3.1. Multi-Source Data Fusion
In the context of multi-view learning, data fusion captures the comprehensive view of urban mobility
patterns, and also diffuses the limitations that come along with relying solely on single-source data.
However, most existing works make general assumption of the multi-source data when it is being
fused. For example in [13] , Zhang et al. (2014) used the transport data to simply complement modeling
primarily based on cellphone data, and later in [8], Zhang et al. (2017) adjusted and treated the two kinds
of data sources equally, as two independent views. This is bound to integrate the data in proportions
that don’t reflect the true representation of each view. Increasingly, authors in this field [9] [11] [14],
acknowledge that data fusion requires a full understanding of each dataset and their efficient utilization,
which is currently still limited. In our proposed framework, the characteristic context of multi-source
data is leveraged to workout an effective weighting scheme upon which data fusion is done. This will
ensure spatial-temporal patterns are realistically and dynamically captured.

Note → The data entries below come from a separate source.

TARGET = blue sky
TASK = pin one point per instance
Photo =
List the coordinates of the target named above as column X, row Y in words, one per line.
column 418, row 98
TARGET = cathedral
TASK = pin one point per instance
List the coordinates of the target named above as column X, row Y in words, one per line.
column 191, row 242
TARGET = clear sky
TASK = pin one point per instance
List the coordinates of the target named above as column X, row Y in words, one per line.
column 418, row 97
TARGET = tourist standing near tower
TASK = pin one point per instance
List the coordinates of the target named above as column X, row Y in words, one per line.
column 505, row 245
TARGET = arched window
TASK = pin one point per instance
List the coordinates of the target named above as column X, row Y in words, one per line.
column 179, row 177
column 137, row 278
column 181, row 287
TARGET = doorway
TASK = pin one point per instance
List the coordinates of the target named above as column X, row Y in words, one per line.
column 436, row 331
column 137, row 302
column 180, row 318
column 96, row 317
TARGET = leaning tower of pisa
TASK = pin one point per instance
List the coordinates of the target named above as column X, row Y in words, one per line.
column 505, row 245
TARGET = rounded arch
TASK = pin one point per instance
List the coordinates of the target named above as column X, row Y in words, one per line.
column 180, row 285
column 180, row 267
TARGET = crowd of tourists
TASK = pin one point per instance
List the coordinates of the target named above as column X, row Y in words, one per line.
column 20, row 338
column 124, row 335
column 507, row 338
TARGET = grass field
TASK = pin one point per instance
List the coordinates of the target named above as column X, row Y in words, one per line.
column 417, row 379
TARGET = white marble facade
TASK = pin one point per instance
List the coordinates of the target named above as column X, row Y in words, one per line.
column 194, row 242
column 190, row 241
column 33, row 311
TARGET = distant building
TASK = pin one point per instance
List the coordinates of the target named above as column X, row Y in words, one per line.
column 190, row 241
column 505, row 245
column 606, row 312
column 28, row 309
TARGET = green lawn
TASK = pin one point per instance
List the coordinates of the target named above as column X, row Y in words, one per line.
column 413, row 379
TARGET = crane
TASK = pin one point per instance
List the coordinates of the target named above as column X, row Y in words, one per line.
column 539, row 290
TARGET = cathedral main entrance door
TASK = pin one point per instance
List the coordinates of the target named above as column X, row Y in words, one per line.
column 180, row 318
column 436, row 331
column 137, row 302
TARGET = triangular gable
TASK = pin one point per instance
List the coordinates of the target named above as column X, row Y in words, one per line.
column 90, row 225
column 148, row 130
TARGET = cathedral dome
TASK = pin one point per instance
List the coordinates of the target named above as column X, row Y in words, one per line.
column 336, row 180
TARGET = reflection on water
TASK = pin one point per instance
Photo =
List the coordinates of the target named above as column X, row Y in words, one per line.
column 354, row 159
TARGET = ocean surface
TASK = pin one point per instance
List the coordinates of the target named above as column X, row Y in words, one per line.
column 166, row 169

3.2. Data – Knowledge Integration
It is widely known that data-driven models are only as good as the quantity and quality of data they are
trained on. Given issues relating to incompleteness, inconsistencies, sparsity and uncertainity, it is often
difficult to acquire large amounts of quality mobility data. However, integrating empirical data with
domain-specific knowledge often validates the data, enhancing model reliability and interpretability,
which is still an open challenge in human mobility research. To the best of our knowledge, very few
mobility modeling approaches exist in literature today, which incorporate domain-specific knowledge.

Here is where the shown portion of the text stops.